He swung the mantle round his great shoulders and then added instantly, fearful that he had seemed to boast, a thing his pride loathed: “Are you not really of my opinion, Rehnsköld? I have two great advantages—he cannot use his cavalry, and as the ground is enclosed his great numbers will be but an encumbrance. It is I who am really stronger than he, and have all the advantages.”

General Rehnsköld bowed his head in assent; there was not one of the staff officers behind him who did not consider the young King’s action rash to madness.

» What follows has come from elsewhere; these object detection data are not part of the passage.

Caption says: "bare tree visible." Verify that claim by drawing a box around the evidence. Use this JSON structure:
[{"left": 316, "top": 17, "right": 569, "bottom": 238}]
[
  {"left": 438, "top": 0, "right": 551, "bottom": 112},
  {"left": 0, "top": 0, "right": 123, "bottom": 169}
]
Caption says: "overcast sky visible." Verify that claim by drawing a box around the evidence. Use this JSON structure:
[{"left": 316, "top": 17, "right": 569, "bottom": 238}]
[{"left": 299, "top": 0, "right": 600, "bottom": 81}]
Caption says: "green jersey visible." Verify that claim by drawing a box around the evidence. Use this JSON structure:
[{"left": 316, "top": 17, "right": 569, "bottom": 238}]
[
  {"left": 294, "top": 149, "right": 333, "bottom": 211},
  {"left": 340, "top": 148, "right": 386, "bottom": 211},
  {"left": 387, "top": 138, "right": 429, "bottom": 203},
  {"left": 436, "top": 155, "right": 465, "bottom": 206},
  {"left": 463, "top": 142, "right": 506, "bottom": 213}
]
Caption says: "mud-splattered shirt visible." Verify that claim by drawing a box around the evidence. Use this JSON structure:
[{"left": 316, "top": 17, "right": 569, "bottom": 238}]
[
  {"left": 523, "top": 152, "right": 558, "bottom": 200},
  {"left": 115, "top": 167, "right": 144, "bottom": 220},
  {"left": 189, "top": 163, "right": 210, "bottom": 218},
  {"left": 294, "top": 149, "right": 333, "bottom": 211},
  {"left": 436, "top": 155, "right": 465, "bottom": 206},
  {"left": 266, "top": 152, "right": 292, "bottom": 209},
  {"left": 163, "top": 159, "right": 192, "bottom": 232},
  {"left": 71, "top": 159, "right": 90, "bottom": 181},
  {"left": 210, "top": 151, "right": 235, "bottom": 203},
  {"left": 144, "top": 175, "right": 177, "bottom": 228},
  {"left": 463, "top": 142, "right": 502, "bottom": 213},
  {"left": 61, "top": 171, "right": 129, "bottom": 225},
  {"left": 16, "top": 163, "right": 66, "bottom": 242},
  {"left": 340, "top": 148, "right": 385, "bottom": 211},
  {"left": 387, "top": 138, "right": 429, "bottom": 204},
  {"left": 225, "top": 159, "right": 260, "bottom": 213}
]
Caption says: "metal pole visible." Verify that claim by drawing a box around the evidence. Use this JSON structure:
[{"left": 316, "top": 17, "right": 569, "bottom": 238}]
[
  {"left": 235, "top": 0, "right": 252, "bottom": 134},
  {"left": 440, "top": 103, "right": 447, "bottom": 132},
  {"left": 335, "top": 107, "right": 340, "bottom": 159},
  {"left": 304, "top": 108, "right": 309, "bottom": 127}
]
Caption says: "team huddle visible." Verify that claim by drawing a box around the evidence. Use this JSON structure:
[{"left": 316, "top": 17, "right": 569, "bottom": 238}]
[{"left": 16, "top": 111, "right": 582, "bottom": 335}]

Karl saw this; for their opinion he cared nothing; but he greatly disliked to be suspected of bravado; his was not the unconscious modesty of a man who knows not he is great nor that his actions are remarkable, but the conscious austerity of one who is aware he is extraordinary and wishes to be acclaimed, but not by his own tongue.

“If I defeat the Czar here, Cracow and Varsovia are open to me,” he said, turning his blue eyes on the quiet faces of his officers.

Again General Rehnsköld bowed.

“I am entirely of your Majesty’s opinion.”

“At least you submit very gracefully, General,” replied Karl, with his ugly smile.

He turned away and Count Piper followed him.

“He will be as hard and obstinate as his father,” remarked an officer, shivering under his fur, for the cold was of Polar intensity.

“Eight thousand men against eighty thousand!” exclaimed another. “He thinks to rival Leonidas or one of his saga heroes.”